How about "generic global variables"?


#1

A generic struct Foo<T> may need a generic global variable associated with the same T instantiated. Something like

/// library code

static mut FOO<T>: Option<Vec<T>> = None;

And for all instantiations of FOO::<T> there exists a global variable of the type Option<Vec<T>>. For example:

/// client code

let i32s_inited = FOO::<i32>.is_some(); // type annotation
let first_str: String = FOO  // type inference
    .map( |foo| foo.first()
        .map( |s| s.clone() )
        .unwrap_or_default() )
    .unwrap_or_default();

will produce two global variables, as if they have been declared previously:

/// library code

// not valid identifiers, just for demonstration
static mut FOO::<i32> : Option<Vec<i32>> = None;
static mut FOO::<String> : Option<Vec<String>> = None;

Since it’s not valid Rust syntax right now, we have to use trait as alternative to achieve similar result:

/// library code

pub trait GlobalFoo where Self: Sized {
    fn foo() -> &'static mut Option<Vec<Self>> {
        unimplemented!()
    }
}

pub struct Foo<T> { /* omitted */ }

impl<T> Foo<T> where T: 'static + GlobalFoo
{
    fn using_generic_global( &self ) {
        let foo = T::foo();
        // omitted
    }
}

/// client code

static mut FOO_I32: Option<Vec<i32>> = None;
static mut FOO_STRING: Option<Vec<String>> = None;

impl GlobalFoo for i32 {
    fn foo() -> &'static mut Option<Vec<i32>> {
        &mut FOO_I32
    }
}

impl GlobalFoo for String {
    fn foo() -> &'static mut Option<Vec<String>> {
        &mut FOO_STRING
    }
}

let i32_foo = Foo::<i32>::new();
i32_foo.using_generic_global();

let string_foo = Foo::<String>::new();
string_foo.using_generic_global();

The alternative method is more verbose.

So, is it worth introducing “generic global variables”?

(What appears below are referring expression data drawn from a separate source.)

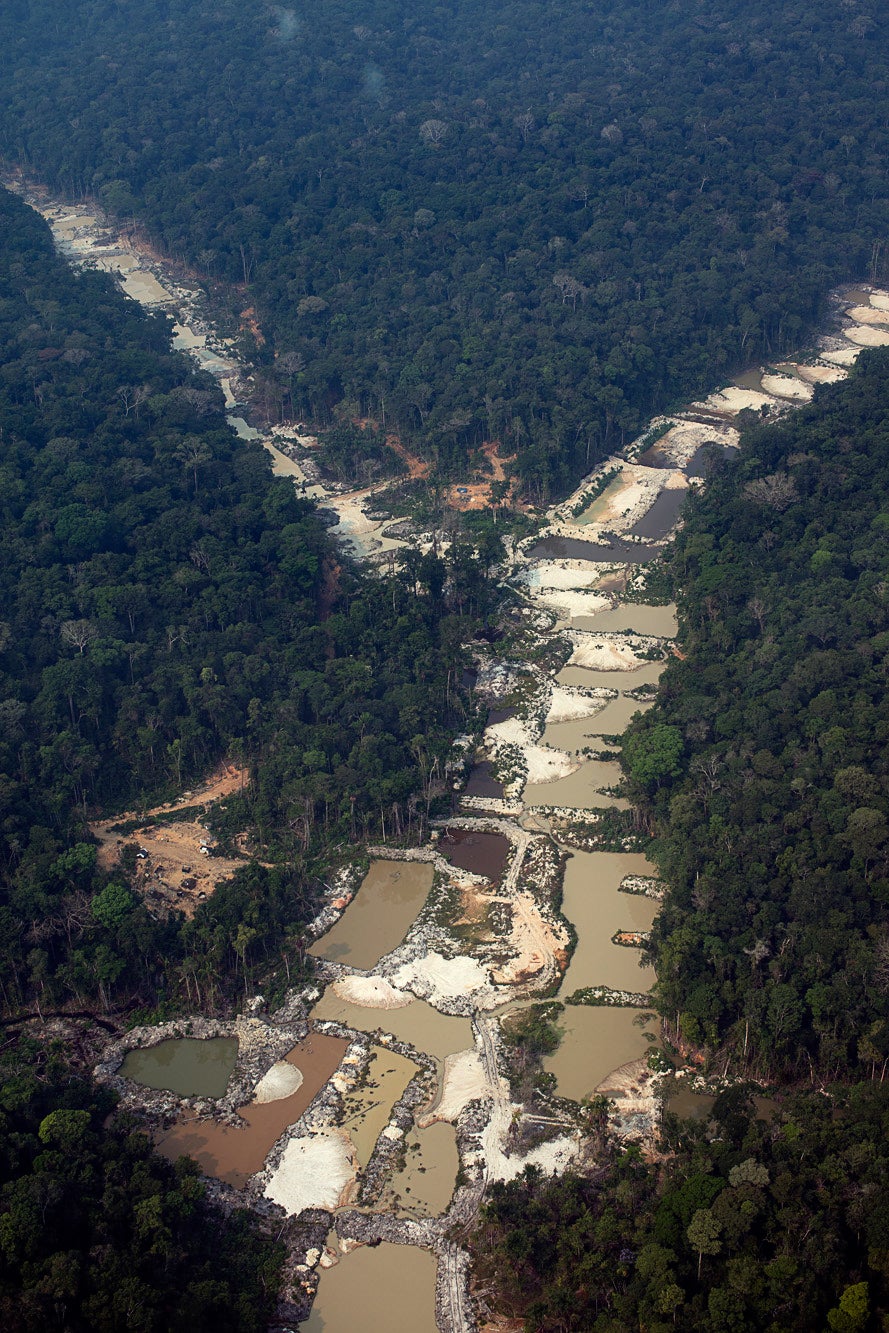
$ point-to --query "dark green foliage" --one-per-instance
(772, 813)
(516, 219)
(773, 1225)
(96, 1233)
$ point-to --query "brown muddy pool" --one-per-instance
(596, 1041)
(480, 853)
(641, 619)
(185, 1065)
(381, 1289)
(572, 548)
(425, 1183)
(416, 1023)
(380, 915)
(235, 1153)
(579, 791)
(645, 675)
(592, 901)
(660, 519)
(616, 716)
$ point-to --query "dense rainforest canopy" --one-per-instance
(165, 601)
(97, 1233)
(773, 1224)
(501, 219)
(764, 760)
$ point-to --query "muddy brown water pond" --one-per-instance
(596, 1041)
(629, 616)
(381, 1289)
(579, 791)
(424, 1185)
(616, 716)
(480, 853)
(483, 783)
(417, 1024)
(645, 675)
(659, 520)
(699, 464)
(592, 901)
(235, 1153)
(185, 1065)
(380, 915)
(367, 1109)
(572, 548)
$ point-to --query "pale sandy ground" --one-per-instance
(463, 1081)
(280, 1081)
(371, 993)
(733, 400)
(787, 387)
(313, 1172)
(565, 704)
(681, 443)
(599, 652)
(571, 603)
(865, 336)
(437, 979)
(820, 373)
(843, 356)
(868, 315)
(560, 575)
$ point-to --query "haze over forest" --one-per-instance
(467, 251)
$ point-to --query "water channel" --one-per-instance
(381, 1289)
(185, 1065)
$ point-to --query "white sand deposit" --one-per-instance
(464, 1081)
(603, 652)
(547, 765)
(787, 387)
(371, 993)
(865, 336)
(681, 443)
(843, 356)
(563, 573)
(571, 603)
(312, 1173)
(280, 1081)
(552, 1157)
(733, 400)
(820, 373)
(433, 977)
(867, 315)
(567, 704)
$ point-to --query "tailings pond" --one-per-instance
(380, 915)
(381, 1289)
(596, 1041)
(235, 1153)
(480, 853)
(185, 1065)
(416, 1023)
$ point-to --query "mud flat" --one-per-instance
(415, 1023)
(380, 915)
(592, 901)
(381, 1289)
(233, 1153)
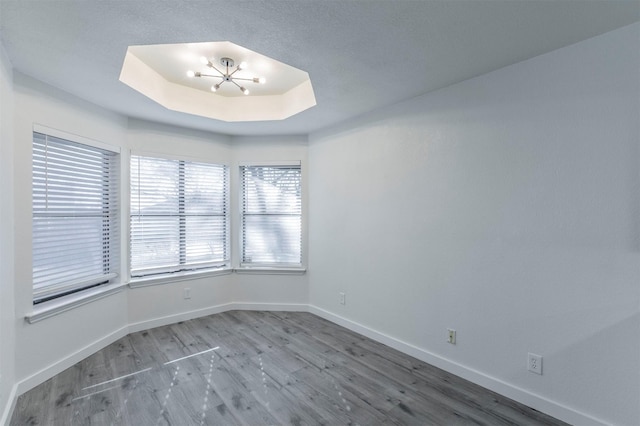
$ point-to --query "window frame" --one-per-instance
(270, 267)
(189, 271)
(111, 201)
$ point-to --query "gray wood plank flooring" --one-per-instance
(261, 368)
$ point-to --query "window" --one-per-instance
(271, 216)
(75, 215)
(179, 216)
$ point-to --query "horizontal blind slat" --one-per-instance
(179, 215)
(271, 215)
(75, 216)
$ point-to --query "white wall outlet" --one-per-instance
(451, 336)
(534, 363)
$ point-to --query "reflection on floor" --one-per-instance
(256, 368)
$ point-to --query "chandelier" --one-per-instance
(227, 76)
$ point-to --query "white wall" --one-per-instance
(45, 348)
(276, 291)
(56, 343)
(505, 207)
(7, 337)
(165, 304)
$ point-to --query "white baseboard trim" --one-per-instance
(7, 413)
(537, 402)
(61, 365)
(288, 307)
(198, 313)
(540, 403)
(175, 318)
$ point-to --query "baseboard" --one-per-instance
(183, 316)
(540, 403)
(288, 307)
(11, 404)
(523, 396)
(61, 365)
(198, 313)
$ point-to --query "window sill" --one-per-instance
(57, 306)
(178, 276)
(262, 270)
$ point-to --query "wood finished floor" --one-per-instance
(261, 368)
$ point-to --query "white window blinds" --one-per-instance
(75, 216)
(179, 216)
(271, 215)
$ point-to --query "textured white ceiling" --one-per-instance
(360, 54)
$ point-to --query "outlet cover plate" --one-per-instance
(534, 363)
(451, 336)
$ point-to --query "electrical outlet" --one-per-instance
(451, 336)
(534, 363)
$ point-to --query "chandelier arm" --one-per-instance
(220, 72)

Generic-type-dependent static data
#2

I have wondered about associated statics before, something like

struct Foo<T>(Option<T>);

impl<T> Foo<T> {
    static FOO: Self = Foo(None);
}

I’m not sure if there’s some reason this wouldn’t work though. First question is when do they get monomorphised? I think delaying it till all variants are collected in the binary should work.


#3

I’ve had this exact issue in my current project. I have an interning system that’s completely transparent… except that you have to run this macro for every type you want to use it with because I can’t have a monomorphised static. That means exposing the macro, plus all the internal types and interfaces. Blech.

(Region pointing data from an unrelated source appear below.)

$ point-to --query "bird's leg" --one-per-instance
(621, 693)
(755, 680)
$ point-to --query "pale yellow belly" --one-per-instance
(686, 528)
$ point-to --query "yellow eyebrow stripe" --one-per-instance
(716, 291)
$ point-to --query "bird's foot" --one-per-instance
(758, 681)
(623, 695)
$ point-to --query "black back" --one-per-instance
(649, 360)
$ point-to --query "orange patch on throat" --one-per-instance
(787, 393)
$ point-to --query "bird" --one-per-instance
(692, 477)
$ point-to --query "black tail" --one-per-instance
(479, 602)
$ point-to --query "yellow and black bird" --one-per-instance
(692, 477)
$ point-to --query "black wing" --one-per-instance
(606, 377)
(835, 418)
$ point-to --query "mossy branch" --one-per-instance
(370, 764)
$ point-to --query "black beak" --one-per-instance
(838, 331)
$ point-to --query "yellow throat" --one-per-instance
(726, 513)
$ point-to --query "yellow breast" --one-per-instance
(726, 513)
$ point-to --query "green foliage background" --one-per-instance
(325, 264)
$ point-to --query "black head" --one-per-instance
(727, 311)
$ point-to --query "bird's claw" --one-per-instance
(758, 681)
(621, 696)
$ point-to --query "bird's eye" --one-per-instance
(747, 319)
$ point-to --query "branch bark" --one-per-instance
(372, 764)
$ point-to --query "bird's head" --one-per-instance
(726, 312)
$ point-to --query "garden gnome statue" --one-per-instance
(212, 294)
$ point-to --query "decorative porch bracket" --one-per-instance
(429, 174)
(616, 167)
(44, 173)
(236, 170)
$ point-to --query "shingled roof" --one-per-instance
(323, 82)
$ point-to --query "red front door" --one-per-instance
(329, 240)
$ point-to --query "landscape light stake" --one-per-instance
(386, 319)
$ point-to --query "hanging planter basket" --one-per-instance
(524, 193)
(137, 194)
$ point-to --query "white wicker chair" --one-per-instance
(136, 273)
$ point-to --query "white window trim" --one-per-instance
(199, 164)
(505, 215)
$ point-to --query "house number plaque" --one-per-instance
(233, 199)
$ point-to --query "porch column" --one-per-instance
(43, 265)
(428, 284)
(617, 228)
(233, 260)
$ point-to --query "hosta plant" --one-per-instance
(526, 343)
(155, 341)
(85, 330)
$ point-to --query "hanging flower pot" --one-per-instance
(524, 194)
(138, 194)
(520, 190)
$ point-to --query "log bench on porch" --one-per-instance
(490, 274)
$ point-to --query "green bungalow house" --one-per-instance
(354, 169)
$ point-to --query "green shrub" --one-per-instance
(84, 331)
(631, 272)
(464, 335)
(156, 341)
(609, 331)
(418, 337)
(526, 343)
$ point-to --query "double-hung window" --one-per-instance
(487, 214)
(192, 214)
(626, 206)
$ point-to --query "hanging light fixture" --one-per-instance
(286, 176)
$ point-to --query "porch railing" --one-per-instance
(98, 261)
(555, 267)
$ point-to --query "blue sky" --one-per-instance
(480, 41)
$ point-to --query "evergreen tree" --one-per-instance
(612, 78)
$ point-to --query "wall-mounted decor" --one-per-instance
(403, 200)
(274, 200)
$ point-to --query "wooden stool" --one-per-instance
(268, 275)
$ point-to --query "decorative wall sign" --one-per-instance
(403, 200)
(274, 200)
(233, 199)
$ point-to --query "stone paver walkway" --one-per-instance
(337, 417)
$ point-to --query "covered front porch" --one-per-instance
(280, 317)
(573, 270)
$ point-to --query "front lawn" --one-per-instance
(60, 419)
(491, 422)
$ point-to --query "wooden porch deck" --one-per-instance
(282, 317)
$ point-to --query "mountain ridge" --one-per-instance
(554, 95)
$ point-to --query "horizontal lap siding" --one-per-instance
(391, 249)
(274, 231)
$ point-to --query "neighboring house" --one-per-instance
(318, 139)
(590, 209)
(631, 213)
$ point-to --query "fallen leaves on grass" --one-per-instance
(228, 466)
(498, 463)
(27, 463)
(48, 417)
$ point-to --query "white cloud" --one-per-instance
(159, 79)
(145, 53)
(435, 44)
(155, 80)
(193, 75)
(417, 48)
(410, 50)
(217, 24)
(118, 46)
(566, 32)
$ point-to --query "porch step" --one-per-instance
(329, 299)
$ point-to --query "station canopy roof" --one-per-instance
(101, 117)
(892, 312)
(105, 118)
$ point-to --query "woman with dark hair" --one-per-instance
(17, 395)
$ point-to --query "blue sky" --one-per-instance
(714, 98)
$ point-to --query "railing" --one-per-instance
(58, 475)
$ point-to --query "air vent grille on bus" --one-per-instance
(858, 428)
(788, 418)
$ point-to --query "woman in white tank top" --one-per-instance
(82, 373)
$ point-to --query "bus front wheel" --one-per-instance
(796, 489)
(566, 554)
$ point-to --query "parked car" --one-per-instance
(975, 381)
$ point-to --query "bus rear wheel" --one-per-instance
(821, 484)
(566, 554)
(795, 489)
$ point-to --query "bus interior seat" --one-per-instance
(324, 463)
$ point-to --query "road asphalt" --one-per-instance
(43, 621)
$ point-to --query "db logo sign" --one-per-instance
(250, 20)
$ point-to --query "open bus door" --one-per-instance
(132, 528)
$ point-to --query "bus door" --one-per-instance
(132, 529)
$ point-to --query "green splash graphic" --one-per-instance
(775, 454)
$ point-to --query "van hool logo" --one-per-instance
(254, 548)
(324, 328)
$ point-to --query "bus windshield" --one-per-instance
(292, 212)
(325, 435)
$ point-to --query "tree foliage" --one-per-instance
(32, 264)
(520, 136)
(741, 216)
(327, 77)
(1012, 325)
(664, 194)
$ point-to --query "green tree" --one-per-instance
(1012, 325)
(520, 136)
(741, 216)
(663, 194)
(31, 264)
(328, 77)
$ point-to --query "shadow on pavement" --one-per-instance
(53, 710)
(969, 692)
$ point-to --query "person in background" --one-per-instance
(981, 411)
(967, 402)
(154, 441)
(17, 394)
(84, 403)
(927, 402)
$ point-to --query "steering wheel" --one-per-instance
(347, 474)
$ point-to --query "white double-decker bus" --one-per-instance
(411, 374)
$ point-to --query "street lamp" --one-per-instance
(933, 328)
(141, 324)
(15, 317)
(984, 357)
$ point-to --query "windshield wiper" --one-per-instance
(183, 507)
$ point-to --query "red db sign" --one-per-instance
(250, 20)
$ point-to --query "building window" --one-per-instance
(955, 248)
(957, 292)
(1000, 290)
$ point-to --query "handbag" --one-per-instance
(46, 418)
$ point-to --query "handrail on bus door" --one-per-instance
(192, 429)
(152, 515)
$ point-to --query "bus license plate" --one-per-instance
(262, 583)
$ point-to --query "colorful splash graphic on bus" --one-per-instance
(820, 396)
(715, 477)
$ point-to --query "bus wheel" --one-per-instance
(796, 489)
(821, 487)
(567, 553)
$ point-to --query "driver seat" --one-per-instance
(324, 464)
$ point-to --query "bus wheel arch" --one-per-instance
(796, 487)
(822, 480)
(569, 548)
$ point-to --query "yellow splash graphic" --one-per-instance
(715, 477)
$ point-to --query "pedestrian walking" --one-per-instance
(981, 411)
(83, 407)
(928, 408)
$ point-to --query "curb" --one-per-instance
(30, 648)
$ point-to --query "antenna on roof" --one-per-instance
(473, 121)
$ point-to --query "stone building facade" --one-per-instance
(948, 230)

Plus consts, while we’re at it. I had a macro-based RTTI system in stable Rust over a year (?) ago whose sole problem was that it needed monomorphised consts to not be hideously inefficient.

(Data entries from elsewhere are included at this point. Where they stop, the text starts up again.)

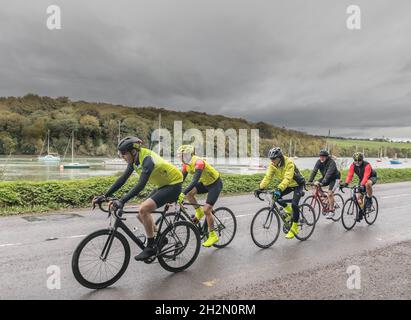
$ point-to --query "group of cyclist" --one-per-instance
(168, 181)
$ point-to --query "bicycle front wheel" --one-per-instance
(181, 246)
(225, 225)
(101, 259)
(306, 223)
(265, 228)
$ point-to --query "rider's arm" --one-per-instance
(315, 170)
(350, 174)
(367, 174)
(288, 176)
(331, 172)
(120, 181)
(268, 177)
(199, 167)
(147, 169)
(184, 171)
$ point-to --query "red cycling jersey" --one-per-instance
(200, 164)
(364, 176)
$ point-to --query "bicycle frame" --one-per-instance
(203, 228)
(274, 207)
(119, 224)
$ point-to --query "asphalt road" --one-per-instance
(29, 244)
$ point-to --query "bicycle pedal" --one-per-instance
(149, 260)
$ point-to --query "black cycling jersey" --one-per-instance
(328, 169)
(147, 168)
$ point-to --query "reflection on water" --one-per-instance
(29, 168)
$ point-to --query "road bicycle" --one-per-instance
(225, 223)
(353, 211)
(266, 225)
(320, 203)
(102, 257)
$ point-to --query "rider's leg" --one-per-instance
(146, 218)
(191, 198)
(298, 192)
(208, 210)
(214, 191)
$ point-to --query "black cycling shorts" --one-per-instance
(213, 190)
(166, 194)
(373, 180)
(333, 184)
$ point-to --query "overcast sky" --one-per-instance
(290, 63)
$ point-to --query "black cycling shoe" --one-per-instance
(368, 202)
(146, 253)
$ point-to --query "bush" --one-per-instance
(16, 197)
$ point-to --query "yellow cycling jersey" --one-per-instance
(163, 174)
(288, 174)
(209, 174)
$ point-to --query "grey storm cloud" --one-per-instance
(291, 63)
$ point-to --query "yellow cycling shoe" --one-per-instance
(293, 231)
(212, 239)
(288, 208)
(199, 213)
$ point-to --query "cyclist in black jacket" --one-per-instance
(330, 177)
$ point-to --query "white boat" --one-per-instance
(72, 164)
(49, 156)
(115, 162)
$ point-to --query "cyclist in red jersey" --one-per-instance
(367, 176)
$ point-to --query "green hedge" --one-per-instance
(19, 197)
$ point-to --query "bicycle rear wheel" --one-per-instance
(306, 223)
(181, 246)
(225, 225)
(372, 213)
(349, 214)
(101, 259)
(265, 228)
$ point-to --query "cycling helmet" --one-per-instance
(324, 152)
(275, 153)
(358, 156)
(185, 149)
(129, 143)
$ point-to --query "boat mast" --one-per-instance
(48, 142)
(72, 147)
(119, 131)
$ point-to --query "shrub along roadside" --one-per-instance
(23, 196)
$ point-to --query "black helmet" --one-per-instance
(358, 156)
(324, 152)
(129, 143)
(275, 153)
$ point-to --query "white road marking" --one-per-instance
(9, 244)
(396, 196)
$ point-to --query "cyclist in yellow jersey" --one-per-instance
(291, 181)
(206, 180)
(152, 169)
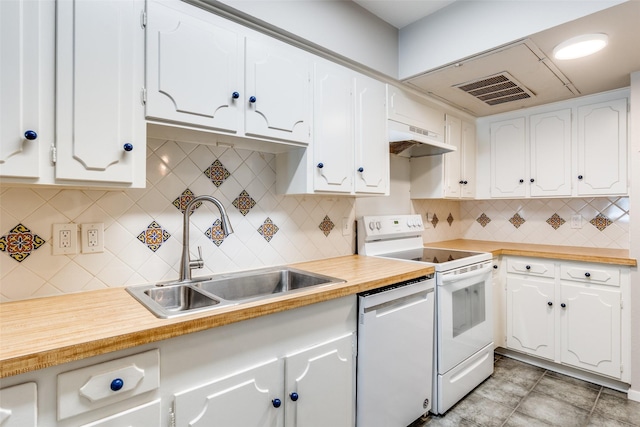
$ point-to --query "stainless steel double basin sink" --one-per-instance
(172, 299)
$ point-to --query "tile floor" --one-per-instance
(519, 394)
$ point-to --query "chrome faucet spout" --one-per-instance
(187, 264)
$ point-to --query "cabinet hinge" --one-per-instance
(54, 154)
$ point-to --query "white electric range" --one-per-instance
(463, 345)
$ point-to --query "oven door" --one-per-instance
(464, 321)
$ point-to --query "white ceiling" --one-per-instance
(401, 13)
(607, 70)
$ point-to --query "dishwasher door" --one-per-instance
(395, 354)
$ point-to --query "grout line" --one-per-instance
(524, 397)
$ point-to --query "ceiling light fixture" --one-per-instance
(577, 47)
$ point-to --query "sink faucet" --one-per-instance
(187, 264)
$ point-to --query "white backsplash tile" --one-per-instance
(171, 168)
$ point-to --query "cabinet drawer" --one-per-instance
(106, 383)
(591, 273)
(18, 406)
(532, 267)
(140, 416)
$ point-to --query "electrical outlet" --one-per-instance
(92, 238)
(65, 239)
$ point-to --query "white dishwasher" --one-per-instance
(395, 353)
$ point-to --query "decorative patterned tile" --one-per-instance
(483, 220)
(182, 201)
(326, 225)
(268, 229)
(215, 233)
(154, 236)
(555, 221)
(517, 220)
(244, 203)
(20, 242)
(600, 222)
(217, 173)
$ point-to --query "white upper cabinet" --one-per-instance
(371, 141)
(602, 148)
(508, 158)
(205, 72)
(350, 150)
(100, 128)
(575, 151)
(194, 68)
(26, 84)
(333, 128)
(550, 151)
(278, 91)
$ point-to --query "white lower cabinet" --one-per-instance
(140, 416)
(18, 405)
(295, 390)
(570, 313)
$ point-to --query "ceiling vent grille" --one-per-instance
(496, 89)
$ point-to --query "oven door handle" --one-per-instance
(446, 278)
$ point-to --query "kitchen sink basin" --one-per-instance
(168, 301)
(172, 299)
(261, 283)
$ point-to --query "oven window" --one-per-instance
(468, 308)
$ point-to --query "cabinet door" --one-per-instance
(591, 329)
(530, 316)
(508, 158)
(244, 399)
(323, 377)
(100, 67)
(18, 406)
(193, 68)
(21, 80)
(140, 416)
(602, 148)
(468, 160)
(550, 153)
(278, 91)
(371, 140)
(333, 128)
(452, 161)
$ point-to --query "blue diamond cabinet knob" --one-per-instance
(117, 384)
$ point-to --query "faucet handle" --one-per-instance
(198, 262)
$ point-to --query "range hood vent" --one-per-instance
(496, 89)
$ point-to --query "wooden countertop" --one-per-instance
(44, 332)
(570, 253)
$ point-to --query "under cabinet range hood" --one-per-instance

Actually, that reminds me: one nice thing D had was that you could have bare templates. Not templated classes, just templates. The closest approximation in Rust would be generic modules. You could shove anything you wanted in a template, and it would Just Work™. Come to think of it, there’s still a few things Rust could stand to learn from D, but that’s getting off-topic.


#4

Had this exact issue with my event bus crate. never used it since.


#5

I had this issue in my trees crate :slight_smile:


#6

(btw I don’t recommend returning &mut but that’s my opinion. it means any crate can reset the variable by calling the function and setting it to whatever. use an & and inner Mutex)


#7

I don’t bother writing perfect interface in the example code :slight_smile: , so It’s just for demonstration.

And in my case, the global variables are not for public use, only struct Foo<T> has access to them.


#8

static mut is still very problematic when encapsulated by privacy. For starters, you need to enforce synchronization, since other parts of the application may launch additional threads that call into the encapsulating code (so you’d have unsynchronized mutation). Furthermore, even if only a single thread is involved, code using static mut is almost certainly not reentrant because it’s UB to hold two &mut to the at overlapping times (see also https://github.com/rust-lang/rust/issues/53639).

Leaving static mut aside, this observation hits at the key problem I see with implementing generic statics:

Because we still (unfortunately) support the dylib crate type, there is not necessarily a single place where all monomorphizations are known, and as far as I know there’s no cross platform way to merge duplicate statics at the linking stage. So we can’t actually guarantee that there is precisely one FOO::<i32> that all code agrees on.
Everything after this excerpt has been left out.